Lack Of Internal Discipline Helped Lead To L.A. Times Layoffs
But this staff, in all the buyouts and layoffs that followed Otis Chandler's giving up as publisher, never amounted to much over 1,100, if memory serves me.
What has happened repeatedly is that the Times staff would be brought down to about 1,000, but it would then be allowed to creep back up toward 1,100 through new hires.
In other words, the executives of the paper no sooner pared the staff than they started hiring new people. The buyouts cost the paper quite a bit, but they were used more as a means of ridding the paper of the unwanted, and in some cases even wanted, staff members and then as soon as it was done, new hirees were brought on. So under this cycle, nothing was gained. There was no discipline invoked to let the paper live within its means.
The old days, when the Times had the reputation of being a lifelong guarantee of employment for the staff, almost no matter what, were allowed to lapse and the Chandler family policy of buying labor peace and employee happiness through the generousity of their employment terms and especially the terrific benefits, was done away with.
This started happening when David Laventhol become publisher, and it gradually became the way of doing business, but it was not until the Tribune Co. bought the paper that poor treatment of employees really intensified.
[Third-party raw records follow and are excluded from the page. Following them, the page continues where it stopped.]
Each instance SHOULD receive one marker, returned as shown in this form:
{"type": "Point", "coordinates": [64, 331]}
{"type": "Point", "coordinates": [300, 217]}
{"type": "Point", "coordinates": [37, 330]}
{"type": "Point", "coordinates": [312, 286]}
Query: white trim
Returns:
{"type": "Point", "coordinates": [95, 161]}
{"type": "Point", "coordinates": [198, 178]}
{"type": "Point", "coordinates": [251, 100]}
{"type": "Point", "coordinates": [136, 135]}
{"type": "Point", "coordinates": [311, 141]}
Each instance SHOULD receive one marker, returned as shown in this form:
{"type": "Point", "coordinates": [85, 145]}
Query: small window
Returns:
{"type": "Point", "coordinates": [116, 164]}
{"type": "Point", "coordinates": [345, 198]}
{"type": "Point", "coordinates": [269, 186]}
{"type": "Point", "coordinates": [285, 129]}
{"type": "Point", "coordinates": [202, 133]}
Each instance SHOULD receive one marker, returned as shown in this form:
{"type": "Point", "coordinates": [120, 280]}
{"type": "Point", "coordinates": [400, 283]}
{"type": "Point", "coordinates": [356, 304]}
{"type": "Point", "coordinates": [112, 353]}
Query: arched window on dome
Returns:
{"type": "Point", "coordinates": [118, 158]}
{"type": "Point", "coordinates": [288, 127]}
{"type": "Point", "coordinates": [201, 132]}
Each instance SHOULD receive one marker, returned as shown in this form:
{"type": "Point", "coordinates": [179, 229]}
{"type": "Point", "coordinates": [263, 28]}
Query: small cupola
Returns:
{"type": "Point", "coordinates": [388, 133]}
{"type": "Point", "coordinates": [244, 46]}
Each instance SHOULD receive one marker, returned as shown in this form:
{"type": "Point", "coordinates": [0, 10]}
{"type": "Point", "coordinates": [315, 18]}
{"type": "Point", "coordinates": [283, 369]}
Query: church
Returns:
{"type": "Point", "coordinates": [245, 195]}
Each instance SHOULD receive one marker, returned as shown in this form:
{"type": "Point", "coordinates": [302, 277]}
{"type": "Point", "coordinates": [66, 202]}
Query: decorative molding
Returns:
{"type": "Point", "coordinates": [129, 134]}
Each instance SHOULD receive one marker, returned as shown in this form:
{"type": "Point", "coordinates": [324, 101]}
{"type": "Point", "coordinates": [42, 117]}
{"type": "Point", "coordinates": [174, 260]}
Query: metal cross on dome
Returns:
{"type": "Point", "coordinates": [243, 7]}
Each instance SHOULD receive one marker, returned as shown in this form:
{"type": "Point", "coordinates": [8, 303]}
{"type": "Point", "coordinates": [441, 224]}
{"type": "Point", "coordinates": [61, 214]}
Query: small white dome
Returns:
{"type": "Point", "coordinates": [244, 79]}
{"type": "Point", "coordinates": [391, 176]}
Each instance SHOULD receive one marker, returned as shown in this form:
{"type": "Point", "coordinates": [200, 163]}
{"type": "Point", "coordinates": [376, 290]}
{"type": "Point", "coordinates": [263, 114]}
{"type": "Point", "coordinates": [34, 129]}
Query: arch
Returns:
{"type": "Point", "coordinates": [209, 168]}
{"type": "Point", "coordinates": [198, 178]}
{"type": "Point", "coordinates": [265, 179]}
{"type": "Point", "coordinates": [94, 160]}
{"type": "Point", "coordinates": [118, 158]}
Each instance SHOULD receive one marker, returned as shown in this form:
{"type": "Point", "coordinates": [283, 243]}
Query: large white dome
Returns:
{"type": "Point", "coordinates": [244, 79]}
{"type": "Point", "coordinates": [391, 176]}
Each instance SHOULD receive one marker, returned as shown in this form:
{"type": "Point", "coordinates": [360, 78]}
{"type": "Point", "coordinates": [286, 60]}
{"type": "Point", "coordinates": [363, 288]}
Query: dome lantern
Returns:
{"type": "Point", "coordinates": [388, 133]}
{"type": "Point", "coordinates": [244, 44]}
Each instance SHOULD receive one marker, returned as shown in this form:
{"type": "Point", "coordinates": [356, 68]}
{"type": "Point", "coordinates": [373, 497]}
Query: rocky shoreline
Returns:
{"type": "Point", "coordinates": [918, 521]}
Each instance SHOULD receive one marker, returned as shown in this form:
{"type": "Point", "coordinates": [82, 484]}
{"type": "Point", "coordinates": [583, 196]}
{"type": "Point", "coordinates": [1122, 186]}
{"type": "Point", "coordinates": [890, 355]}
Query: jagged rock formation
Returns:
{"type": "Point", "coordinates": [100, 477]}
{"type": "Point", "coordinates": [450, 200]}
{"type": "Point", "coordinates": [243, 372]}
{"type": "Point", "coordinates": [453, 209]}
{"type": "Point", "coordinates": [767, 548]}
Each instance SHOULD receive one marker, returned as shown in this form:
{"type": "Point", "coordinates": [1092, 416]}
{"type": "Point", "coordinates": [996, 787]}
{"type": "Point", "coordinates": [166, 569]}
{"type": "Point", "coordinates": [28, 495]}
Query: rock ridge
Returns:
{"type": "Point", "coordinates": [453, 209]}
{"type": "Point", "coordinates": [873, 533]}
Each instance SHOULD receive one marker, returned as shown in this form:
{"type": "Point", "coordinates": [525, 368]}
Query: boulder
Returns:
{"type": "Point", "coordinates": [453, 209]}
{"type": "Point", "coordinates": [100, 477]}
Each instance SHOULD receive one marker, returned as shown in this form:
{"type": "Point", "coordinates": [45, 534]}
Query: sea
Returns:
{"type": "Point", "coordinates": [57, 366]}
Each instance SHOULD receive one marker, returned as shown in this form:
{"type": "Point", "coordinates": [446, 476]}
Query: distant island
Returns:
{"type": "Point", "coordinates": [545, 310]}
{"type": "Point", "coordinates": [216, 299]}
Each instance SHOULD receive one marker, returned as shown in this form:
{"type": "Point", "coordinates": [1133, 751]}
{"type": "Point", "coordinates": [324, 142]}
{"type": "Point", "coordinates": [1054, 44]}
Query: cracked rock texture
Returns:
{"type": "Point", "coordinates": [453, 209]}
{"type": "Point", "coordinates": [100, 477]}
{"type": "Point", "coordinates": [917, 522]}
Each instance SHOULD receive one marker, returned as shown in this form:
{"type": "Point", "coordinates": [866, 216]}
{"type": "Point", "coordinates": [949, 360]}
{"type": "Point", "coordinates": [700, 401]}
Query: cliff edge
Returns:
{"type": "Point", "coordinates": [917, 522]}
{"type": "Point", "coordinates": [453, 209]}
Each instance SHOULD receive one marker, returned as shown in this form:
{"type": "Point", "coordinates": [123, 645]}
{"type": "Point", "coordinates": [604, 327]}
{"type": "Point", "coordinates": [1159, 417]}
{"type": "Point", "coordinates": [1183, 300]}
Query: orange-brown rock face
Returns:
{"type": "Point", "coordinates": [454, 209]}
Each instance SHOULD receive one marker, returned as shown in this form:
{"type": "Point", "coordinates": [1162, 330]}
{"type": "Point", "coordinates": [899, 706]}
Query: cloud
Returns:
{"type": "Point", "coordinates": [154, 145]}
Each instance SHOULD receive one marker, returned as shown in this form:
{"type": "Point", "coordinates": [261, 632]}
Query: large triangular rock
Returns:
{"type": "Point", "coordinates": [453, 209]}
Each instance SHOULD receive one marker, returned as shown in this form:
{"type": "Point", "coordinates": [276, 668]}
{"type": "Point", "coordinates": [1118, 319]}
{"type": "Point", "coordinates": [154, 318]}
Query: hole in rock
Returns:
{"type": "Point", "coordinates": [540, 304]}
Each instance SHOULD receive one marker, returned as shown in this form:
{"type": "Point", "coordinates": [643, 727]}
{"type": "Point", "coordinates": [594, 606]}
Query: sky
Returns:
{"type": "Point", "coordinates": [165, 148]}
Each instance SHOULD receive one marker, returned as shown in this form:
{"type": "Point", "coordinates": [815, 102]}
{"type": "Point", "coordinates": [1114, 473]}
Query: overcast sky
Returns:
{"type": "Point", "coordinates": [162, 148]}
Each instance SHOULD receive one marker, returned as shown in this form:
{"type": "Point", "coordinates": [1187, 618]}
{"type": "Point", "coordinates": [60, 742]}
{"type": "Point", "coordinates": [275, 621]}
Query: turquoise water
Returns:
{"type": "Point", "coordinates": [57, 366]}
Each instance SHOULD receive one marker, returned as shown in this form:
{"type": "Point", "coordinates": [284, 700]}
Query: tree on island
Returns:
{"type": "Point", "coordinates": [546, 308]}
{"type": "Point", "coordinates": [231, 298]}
As soon as the Tribune took over, it embarked on a policy of cutting costs and, they intended, building profits.
But neither John Carroll nor Dean Baquet really accepted this policy. They still had ambitions for the paper that were not shared in Chicago, so no sooner was the staff pared, but new people were brought on, and often at generous salaries.
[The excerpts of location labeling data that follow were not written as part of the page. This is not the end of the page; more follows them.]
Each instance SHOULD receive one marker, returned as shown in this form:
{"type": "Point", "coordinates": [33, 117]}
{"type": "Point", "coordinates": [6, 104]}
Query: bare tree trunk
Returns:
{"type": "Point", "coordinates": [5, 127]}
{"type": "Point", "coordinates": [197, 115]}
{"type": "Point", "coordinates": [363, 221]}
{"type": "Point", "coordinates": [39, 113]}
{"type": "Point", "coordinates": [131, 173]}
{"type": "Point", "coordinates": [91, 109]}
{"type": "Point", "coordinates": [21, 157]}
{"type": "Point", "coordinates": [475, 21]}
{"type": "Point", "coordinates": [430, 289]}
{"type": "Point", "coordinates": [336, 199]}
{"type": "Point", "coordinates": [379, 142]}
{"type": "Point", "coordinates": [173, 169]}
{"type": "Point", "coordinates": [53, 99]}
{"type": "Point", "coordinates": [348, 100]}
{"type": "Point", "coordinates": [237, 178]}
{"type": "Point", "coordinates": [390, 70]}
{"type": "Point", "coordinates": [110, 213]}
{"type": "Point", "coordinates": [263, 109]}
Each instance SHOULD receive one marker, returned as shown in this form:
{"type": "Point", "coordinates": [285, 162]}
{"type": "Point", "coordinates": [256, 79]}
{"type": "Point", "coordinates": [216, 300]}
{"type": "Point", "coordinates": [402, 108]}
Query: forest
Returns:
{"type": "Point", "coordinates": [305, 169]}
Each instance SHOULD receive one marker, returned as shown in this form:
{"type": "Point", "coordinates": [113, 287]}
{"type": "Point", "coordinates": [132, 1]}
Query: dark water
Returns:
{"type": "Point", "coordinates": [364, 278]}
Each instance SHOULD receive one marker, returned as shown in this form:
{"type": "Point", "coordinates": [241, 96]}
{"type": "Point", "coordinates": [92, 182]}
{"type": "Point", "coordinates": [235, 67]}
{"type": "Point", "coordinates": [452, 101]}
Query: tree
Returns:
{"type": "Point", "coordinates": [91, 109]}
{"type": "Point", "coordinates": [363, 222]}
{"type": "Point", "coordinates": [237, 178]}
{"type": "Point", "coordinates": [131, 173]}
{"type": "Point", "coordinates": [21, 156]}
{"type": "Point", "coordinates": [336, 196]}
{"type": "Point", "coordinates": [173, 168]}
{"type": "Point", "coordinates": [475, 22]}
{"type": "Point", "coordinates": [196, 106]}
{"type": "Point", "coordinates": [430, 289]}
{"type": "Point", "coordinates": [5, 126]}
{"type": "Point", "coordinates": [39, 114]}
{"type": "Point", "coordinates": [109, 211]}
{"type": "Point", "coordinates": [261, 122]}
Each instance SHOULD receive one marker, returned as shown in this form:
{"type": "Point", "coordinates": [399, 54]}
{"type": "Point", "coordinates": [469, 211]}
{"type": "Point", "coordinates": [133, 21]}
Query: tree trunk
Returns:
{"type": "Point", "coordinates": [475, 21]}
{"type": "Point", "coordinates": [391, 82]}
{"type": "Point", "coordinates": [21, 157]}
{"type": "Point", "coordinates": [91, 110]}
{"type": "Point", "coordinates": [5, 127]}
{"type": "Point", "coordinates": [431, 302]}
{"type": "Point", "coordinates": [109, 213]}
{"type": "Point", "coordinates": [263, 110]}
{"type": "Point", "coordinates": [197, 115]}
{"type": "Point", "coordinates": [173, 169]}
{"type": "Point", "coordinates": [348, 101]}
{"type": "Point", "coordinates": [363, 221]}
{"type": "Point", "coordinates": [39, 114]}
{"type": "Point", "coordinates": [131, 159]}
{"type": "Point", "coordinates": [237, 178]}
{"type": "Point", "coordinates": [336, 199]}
Carroll in particularly did not, until it was too late, seem to appreciate the strong desire of the Chicago Tribune executives to treat the Times as a poor stepson of the Tribune. Even as late as last spring, Carroll told the late David Shaw that he felt confident he would be able to keep Chicago at bay. Nothing had happened so far to induce him to leave, he said.
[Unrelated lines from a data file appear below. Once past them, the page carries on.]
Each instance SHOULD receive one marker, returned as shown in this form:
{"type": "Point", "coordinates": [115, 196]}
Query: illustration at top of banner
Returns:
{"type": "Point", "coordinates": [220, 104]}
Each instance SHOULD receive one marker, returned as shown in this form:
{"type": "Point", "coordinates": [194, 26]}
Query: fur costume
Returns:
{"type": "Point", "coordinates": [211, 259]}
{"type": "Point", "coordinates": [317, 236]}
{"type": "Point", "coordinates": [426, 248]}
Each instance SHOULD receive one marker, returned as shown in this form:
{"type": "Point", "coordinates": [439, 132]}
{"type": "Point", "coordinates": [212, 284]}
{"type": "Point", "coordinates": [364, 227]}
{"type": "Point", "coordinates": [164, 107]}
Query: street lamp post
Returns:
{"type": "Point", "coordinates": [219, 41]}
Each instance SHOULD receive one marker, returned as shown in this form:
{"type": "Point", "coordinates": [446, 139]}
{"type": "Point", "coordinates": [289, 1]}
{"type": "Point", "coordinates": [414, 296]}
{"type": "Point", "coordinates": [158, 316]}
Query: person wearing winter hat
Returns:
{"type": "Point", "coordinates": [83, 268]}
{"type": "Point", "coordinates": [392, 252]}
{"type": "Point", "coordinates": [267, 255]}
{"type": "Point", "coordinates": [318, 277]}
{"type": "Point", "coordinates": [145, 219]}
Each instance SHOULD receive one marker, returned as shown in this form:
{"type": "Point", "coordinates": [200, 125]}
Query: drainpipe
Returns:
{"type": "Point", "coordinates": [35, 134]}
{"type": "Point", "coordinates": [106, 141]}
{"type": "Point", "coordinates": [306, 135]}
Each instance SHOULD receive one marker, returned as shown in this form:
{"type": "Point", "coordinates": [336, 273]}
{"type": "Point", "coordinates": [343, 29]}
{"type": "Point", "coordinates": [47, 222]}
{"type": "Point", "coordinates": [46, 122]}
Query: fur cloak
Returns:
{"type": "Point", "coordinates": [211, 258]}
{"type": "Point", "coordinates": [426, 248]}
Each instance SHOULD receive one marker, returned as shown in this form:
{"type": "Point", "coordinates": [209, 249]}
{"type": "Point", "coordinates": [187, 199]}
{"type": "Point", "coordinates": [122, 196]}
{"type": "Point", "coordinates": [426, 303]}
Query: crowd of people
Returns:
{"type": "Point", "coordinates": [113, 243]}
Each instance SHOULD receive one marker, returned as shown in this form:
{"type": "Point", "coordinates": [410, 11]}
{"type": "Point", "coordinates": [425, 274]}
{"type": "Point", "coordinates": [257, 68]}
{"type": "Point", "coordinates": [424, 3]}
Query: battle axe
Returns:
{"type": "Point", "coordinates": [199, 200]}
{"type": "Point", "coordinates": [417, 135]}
When he found he couldn't effectively resist Chicago, that's when he quit, and now Baquet has found he has very little leverage at all, despite the negotiations he entered into with Chicago.
I was reminded last week by Frank Cruz that almost as soon as they took over, the Tribune executives told the staff they would let Times circulation fall to what they considered a more natural level, although I'm sure no one at the time foresaw the 30% decline that has taken place.
Now, things are in a downward spiral, and longtime staffers are finding themselves, in quite a few cases, laid off. Even so, the paper is still out there hiring people like Joel Stein and Andres Martinez, who cannot match the talent of past days.
It's too bad. When will it end? Not, in my view, until, there is a new, more ambitious owner who values California above Illinois.